Tal pretensão de revogação da lei de 1983 foi recusada, entre outras razões, porque o Governo sabia que isso iria “criar um conflito” dentro da “geringonça”, sendo, previsivelmente, mal aceite pelos parceiros à esquerda.
O ovo de Colombo
Mas havia uma hipótese: tendo em conta o plano de recapitalização “em condições de mercado”, ou seja, em obediência a um plano de reestruturação, impunha-se alterar a natureza do estatuto da administração, abrindo portas a uma gestão profissional e em igualdade de condições com a concorrência. O “ovo de Colombo” da mudança de estatuto parecia ir ao encontro das pretensões de António Domingues: alterar o estatuto de gestor público dos administradores da CGD era uma medida que substituía os níveis de escrutínio da sua idoneidade e daria origem, aliás, ao chumbo, por parte do BCE, de oito dos nomes inicialmente nomeados.

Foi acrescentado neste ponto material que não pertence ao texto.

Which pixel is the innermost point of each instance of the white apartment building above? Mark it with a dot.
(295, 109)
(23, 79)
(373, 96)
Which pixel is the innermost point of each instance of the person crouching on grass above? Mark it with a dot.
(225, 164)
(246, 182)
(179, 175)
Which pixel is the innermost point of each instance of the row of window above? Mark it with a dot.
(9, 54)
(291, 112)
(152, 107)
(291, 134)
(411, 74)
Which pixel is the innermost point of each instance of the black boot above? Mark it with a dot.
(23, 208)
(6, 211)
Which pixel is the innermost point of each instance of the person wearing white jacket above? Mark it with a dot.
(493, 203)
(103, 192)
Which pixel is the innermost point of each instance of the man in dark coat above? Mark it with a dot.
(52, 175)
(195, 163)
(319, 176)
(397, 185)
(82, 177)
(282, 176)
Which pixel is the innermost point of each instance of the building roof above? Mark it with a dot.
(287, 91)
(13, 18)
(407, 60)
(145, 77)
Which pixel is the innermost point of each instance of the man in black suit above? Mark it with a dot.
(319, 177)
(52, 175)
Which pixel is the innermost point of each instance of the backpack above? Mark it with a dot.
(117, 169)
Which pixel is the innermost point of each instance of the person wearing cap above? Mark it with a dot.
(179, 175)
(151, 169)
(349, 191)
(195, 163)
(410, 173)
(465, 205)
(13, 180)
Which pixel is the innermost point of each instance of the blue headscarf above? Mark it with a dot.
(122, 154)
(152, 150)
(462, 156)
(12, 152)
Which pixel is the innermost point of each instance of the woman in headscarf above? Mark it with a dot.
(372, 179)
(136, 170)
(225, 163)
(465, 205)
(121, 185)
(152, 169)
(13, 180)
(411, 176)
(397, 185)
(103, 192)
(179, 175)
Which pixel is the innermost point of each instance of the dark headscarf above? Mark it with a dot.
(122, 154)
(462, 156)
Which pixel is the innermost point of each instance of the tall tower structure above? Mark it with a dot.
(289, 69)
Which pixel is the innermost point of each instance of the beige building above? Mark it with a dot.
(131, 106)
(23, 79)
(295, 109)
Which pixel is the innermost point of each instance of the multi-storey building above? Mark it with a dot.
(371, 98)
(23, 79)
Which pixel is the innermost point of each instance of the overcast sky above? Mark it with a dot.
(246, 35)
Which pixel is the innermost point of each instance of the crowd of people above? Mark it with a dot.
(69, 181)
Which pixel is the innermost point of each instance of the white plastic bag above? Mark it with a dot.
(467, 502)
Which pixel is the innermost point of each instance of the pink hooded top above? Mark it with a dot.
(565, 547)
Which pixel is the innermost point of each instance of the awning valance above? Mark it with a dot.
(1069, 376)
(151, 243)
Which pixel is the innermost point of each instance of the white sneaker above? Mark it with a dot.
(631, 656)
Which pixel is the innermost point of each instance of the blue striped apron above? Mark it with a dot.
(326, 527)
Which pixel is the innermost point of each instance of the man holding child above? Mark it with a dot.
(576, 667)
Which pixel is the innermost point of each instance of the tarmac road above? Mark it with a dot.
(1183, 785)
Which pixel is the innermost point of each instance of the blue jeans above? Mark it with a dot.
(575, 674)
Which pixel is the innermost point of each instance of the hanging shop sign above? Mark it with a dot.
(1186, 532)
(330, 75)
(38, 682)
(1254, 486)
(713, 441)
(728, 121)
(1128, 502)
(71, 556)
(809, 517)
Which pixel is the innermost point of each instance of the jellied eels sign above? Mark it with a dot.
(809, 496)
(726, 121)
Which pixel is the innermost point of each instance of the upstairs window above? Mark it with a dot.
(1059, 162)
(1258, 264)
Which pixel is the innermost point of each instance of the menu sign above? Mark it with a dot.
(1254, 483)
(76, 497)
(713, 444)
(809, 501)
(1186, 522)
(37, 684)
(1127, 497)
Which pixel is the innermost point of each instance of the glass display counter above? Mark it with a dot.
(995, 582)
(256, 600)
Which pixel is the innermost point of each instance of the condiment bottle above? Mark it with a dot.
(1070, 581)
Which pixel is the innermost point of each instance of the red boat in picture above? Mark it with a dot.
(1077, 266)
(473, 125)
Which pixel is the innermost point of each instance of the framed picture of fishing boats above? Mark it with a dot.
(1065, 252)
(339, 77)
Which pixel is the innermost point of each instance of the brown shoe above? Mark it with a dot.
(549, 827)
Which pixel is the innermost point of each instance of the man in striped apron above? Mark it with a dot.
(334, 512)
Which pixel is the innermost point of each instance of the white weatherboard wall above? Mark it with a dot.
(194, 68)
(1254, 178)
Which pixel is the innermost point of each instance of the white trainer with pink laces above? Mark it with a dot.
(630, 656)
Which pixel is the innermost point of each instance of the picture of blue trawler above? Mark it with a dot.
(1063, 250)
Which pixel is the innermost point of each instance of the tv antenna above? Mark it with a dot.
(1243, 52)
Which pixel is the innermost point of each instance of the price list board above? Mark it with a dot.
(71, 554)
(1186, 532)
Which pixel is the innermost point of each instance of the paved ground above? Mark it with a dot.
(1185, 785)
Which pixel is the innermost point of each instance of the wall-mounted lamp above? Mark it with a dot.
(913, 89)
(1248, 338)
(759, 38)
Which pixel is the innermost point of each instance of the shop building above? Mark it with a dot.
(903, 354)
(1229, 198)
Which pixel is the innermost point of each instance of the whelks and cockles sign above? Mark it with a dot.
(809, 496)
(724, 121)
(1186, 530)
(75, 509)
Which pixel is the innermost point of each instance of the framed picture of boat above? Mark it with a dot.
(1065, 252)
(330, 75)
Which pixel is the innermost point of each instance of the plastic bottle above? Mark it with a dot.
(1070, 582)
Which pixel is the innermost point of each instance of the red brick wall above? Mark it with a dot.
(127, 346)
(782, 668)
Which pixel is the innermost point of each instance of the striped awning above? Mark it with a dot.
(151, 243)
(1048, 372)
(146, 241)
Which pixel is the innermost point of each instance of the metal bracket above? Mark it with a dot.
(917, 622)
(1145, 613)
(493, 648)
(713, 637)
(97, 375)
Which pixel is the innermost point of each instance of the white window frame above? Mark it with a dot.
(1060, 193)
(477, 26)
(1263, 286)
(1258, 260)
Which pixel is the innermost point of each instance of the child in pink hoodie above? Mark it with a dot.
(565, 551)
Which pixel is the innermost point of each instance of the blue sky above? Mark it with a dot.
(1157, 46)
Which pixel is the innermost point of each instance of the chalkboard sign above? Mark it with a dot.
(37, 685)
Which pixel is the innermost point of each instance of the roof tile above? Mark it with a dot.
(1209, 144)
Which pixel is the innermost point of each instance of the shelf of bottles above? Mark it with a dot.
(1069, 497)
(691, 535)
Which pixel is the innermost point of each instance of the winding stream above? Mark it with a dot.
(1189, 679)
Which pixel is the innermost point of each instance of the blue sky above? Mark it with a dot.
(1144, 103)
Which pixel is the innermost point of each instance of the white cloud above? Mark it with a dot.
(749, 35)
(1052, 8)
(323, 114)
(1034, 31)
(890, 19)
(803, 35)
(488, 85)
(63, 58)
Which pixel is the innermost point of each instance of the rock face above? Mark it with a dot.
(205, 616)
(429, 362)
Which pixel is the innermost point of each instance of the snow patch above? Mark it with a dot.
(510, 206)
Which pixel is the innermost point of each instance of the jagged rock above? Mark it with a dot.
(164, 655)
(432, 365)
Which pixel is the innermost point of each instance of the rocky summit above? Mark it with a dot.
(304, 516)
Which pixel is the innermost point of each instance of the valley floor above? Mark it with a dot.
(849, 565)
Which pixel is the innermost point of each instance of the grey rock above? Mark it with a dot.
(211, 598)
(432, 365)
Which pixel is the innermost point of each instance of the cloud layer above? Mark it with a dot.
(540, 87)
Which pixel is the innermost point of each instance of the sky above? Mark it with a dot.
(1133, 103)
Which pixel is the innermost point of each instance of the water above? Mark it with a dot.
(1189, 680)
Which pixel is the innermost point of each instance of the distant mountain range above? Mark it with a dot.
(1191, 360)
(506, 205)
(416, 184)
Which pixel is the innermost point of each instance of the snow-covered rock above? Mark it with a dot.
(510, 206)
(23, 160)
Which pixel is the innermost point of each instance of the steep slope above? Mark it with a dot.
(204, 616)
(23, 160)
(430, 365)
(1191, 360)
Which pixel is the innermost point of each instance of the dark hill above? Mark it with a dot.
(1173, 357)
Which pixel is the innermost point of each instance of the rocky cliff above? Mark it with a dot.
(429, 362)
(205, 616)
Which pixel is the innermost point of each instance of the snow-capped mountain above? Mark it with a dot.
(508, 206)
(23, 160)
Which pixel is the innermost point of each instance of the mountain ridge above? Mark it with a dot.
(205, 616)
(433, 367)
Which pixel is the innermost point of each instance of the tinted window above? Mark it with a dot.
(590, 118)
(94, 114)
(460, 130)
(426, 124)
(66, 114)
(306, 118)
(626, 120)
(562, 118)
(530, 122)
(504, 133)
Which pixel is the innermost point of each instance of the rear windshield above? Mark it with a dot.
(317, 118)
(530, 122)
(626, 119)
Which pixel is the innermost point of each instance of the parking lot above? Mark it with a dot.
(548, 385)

Ora, nesse chapéu de chuva, pensava Mário Centeno e pensava António Domingues, incluir-se-ia a escusa da apresentação das declarações. E é aqui que surge o “erro de perceção mútuo” de que falava o ministro na conferência de imprensa de segunda-feira: António Domingues convenceu-se de que a mudança de estatuto era o suficiente para garantir a escusa. E Mário Centeno achou, basicamente, o mesmo: a sua parte estava feita. Se, depois, o problema fosse levantado, como foi, já não era com ele, mas com o Tribunal Constitucional.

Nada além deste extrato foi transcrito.